El 29 de mayo de 2014 es un día grabado en la memoria de los hinchas de Argentinos Juniors como aquel en que Juan Román Riquelme realizó una de sus mayores proezas. En un partido crucial frente a Douglas Haig, Riquelme lideró al equipo hacia el tan anhelado ascenso.
román y el bicho al olimpo
El último tango de Riquelme y el ascenso de Argentinos Juniors
Riquelme lideró a Argentinos Juniors a un ascenso histórico. Su despedida en su último partido selló la gloria del equipo en La Paternal.
El maestro Riquelme guía el camino al ascenso
Con Román en cancha, Argentinos Juniors selló su retorno a la máxima división con un empate 1-1 frente a Douglas Haig de Pergamino. La jornada, cargada de emociones, vio a Riquelme despedirse de los fanáticos con un rendimiento que encapsuló su genialidad futbolística.
Desde el pitido inicial, el equipo de Néstor Gorosito se mostró determinado a conquistar el ascenso, necesitando al menos un empate para asegurar el objetivo. La rápida apertura del marcador a los 6 minutos, gracias al defensor Cristian Álvarez, llevó la euforia a las gradas de La Paternal.
Riquelme, con su precisión en los pases, orquestó cada movimiento desde mitad de cancha, demostrando que su magia aún estaba intacta. Sin embargo, Douglas Haig no estaba dispuesto a hacer las cosas fáciles y un gol de Rodrigo Caballuci a los 33 minutos puso una cuota de suspenso en el ambiente.
La paridad en el marcador agregó intensidad al encuentro y desafió la calma de los hinchas del ‘Bicho‘, pero la maestría de Riquelme en el campo mantuvo la esperanza viva.
Un adiós emotivo y un ascenso histórico
El partido contra Douglas Haig marcó no sólo el ascenso de Argentinos Juniors, sino también el último baile de Juan Román Riquelme. A pesar de las emociones encontradas en La Paternal, el marcador permaneció inmutable hasta el final, sellando el destino del equipo en la máxima categoría.

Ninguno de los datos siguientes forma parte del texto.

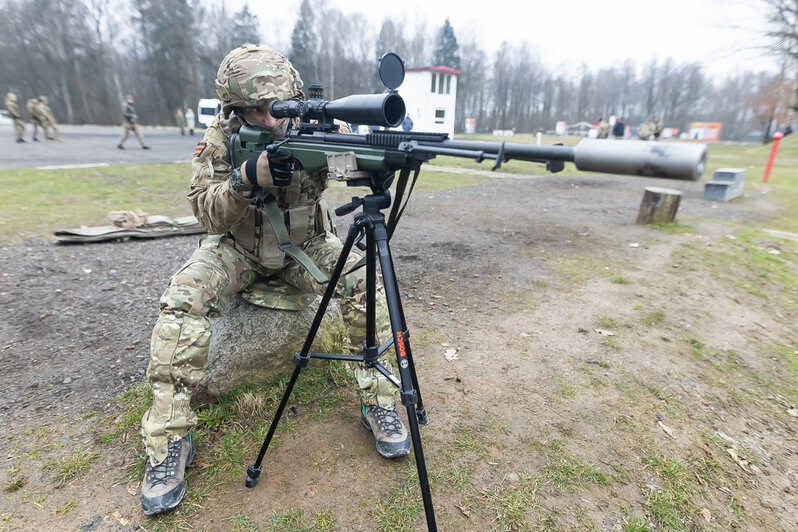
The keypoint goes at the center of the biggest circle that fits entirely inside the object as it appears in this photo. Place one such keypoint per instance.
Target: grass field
(36, 202)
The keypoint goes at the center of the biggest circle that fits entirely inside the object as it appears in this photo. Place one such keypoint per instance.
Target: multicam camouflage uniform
(47, 119)
(645, 130)
(242, 249)
(33, 110)
(129, 122)
(16, 116)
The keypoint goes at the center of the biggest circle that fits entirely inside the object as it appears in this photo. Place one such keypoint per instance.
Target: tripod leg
(420, 410)
(301, 359)
(408, 393)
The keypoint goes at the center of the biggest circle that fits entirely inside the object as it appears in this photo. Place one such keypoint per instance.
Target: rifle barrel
(672, 160)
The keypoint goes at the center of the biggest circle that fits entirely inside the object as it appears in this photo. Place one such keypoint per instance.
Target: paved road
(95, 145)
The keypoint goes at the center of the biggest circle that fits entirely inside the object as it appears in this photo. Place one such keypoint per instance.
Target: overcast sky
(721, 34)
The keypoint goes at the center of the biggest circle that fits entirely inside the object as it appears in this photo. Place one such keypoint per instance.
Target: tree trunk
(659, 205)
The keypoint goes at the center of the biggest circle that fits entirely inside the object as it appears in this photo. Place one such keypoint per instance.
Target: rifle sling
(284, 241)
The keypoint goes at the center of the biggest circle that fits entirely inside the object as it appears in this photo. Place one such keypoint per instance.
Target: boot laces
(387, 419)
(161, 473)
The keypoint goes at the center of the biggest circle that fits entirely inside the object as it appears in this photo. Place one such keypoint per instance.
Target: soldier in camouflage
(645, 130)
(16, 116)
(242, 249)
(47, 120)
(129, 119)
(35, 119)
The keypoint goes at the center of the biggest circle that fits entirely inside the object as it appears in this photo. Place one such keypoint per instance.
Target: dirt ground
(521, 278)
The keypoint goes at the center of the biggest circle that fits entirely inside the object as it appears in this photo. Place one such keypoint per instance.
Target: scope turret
(370, 109)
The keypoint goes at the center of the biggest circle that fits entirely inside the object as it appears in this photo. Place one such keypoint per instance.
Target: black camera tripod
(371, 224)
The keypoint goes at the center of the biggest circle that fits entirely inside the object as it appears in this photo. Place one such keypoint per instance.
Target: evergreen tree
(305, 44)
(245, 28)
(446, 47)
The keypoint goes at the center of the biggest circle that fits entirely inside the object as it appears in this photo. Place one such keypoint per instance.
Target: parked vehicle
(207, 109)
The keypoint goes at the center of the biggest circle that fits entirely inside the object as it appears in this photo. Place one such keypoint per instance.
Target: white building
(430, 94)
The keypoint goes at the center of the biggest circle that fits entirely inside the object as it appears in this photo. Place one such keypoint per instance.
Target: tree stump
(659, 205)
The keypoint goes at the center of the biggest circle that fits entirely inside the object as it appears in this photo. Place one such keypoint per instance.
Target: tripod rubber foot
(252, 476)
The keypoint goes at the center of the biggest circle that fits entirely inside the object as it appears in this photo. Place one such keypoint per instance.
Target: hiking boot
(393, 441)
(164, 485)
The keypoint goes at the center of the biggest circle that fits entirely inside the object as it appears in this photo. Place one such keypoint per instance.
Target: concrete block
(726, 184)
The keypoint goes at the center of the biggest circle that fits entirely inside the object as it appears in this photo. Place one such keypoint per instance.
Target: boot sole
(161, 509)
(398, 453)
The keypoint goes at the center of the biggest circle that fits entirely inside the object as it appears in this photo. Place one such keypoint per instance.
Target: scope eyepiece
(287, 108)
(370, 109)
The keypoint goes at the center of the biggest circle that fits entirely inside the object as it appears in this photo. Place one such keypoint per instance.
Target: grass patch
(566, 471)
(63, 510)
(510, 504)
(36, 202)
(398, 510)
(671, 505)
(69, 468)
(16, 481)
(656, 318)
(468, 441)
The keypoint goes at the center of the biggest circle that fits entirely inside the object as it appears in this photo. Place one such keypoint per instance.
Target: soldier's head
(250, 77)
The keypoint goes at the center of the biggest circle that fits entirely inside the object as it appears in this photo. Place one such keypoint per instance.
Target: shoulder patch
(200, 148)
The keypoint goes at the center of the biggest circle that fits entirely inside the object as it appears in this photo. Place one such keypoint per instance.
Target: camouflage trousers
(19, 128)
(203, 288)
(127, 127)
(46, 126)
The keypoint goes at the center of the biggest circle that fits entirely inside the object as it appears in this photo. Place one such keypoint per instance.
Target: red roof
(445, 70)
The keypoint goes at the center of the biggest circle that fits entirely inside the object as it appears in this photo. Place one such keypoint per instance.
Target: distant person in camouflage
(603, 129)
(645, 130)
(234, 205)
(659, 125)
(48, 120)
(35, 116)
(129, 123)
(180, 120)
(16, 116)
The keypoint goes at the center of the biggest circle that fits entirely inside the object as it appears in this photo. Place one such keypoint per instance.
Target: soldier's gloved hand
(281, 166)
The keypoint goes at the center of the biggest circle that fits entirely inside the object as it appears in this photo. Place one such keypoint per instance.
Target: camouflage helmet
(253, 74)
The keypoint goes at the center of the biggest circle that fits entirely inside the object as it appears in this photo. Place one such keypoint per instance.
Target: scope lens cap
(392, 70)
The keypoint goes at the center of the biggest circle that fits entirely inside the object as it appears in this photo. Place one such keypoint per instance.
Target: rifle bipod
(371, 223)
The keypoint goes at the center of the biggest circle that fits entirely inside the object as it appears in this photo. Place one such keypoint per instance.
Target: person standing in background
(16, 116)
(180, 120)
(190, 123)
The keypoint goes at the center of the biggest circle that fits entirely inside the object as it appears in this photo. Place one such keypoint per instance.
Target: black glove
(281, 164)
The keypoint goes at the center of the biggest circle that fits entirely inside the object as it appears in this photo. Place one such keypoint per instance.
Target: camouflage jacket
(35, 111)
(223, 211)
(45, 113)
(13, 108)
(128, 112)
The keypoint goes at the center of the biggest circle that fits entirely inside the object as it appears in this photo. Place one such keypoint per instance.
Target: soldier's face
(260, 117)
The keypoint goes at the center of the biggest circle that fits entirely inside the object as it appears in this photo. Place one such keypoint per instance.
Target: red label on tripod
(400, 341)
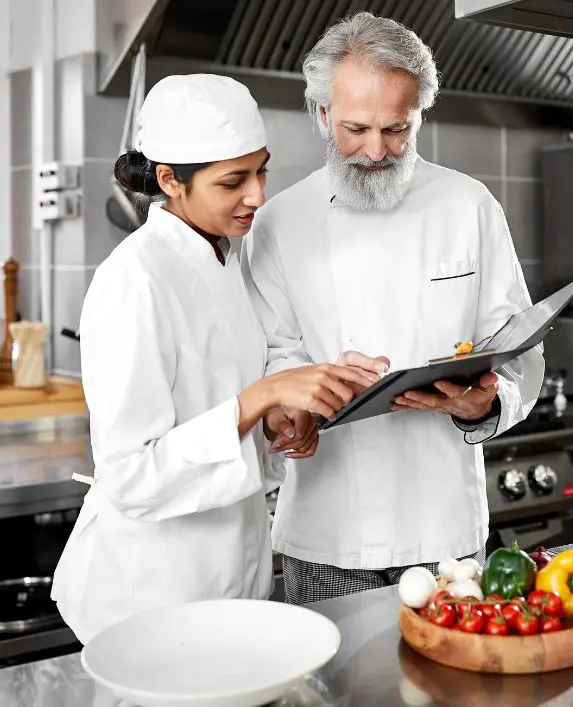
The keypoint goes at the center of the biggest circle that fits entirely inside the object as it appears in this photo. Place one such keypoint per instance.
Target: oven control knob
(542, 478)
(513, 484)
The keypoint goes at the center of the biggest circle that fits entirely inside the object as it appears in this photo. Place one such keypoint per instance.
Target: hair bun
(136, 173)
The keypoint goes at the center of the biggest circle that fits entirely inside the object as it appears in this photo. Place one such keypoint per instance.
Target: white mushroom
(416, 588)
(446, 568)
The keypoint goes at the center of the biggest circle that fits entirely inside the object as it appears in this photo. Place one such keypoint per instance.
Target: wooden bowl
(487, 654)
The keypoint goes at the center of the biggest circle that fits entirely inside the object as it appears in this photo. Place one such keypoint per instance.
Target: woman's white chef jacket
(409, 283)
(178, 513)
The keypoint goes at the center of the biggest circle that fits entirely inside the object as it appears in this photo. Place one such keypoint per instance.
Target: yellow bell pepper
(557, 577)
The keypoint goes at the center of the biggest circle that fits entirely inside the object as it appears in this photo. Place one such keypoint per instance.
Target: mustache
(364, 161)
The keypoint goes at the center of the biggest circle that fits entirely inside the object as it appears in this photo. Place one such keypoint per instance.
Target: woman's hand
(292, 431)
(323, 389)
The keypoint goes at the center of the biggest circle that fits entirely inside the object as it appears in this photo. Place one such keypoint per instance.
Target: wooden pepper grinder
(10, 269)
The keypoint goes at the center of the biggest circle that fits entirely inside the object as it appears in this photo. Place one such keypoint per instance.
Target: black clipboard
(521, 332)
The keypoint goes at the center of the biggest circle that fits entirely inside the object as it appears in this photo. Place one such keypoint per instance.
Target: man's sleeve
(503, 292)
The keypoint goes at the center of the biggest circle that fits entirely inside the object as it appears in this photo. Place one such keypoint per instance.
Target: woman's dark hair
(136, 173)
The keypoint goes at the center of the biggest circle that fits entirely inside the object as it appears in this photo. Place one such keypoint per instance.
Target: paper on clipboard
(521, 332)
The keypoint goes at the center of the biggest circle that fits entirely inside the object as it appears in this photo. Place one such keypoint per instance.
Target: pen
(360, 350)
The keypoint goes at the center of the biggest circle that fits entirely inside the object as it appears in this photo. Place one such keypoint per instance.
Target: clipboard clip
(456, 357)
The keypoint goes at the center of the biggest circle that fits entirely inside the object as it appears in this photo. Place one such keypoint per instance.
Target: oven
(529, 477)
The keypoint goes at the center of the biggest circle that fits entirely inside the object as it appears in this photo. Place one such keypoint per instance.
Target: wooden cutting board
(487, 654)
(62, 396)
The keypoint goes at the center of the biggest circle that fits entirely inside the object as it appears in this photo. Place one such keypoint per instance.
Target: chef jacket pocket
(450, 306)
(454, 270)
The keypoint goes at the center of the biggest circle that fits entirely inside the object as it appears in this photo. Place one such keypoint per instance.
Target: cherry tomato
(548, 602)
(443, 597)
(472, 621)
(467, 604)
(490, 611)
(443, 615)
(497, 626)
(534, 610)
(526, 624)
(568, 621)
(510, 611)
(549, 624)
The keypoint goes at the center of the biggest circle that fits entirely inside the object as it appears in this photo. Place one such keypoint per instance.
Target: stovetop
(544, 418)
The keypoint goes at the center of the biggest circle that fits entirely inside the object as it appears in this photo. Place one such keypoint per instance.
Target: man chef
(405, 258)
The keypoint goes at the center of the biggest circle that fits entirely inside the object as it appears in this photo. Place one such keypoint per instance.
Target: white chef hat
(199, 118)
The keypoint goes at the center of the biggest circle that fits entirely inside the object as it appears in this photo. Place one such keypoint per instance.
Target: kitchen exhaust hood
(549, 16)
(514, 77)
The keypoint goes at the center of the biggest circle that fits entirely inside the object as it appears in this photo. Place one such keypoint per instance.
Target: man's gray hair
(376, 41)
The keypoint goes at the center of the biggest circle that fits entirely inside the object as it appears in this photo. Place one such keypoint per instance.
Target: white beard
(364, 189)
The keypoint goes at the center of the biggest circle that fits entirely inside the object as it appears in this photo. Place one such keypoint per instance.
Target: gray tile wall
(88, 133)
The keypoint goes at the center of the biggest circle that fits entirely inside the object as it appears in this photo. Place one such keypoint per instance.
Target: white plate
(220, 653)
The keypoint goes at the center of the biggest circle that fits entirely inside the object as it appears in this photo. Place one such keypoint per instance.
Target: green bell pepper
(509, 572)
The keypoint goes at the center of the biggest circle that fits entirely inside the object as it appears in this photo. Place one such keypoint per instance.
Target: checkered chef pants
(309, 581)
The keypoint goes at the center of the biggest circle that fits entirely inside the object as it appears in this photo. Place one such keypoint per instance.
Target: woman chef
(172, 360)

Para Román, esta despedida fue más que un adiós personal; fue un tributo a una carrera extraordinaria. La hinchada no pudo más que agradecerle los momentos de magia que les regaló a lo largo de su carrera y lo despidió con ovaciones y lágrimas de nostalgia.
Este empate fue el cuarto ascenso que Argentinos Juniors a la categoría mayor, un logro que se suma a los obtenidos en 1955, 1996/97 y 2003/04. Pero fue la genialidad de Riquelme la que guio al equipo una vez más. El último partido fue un cierre perfecto para la leyenda de un maestro del fútbol argentino.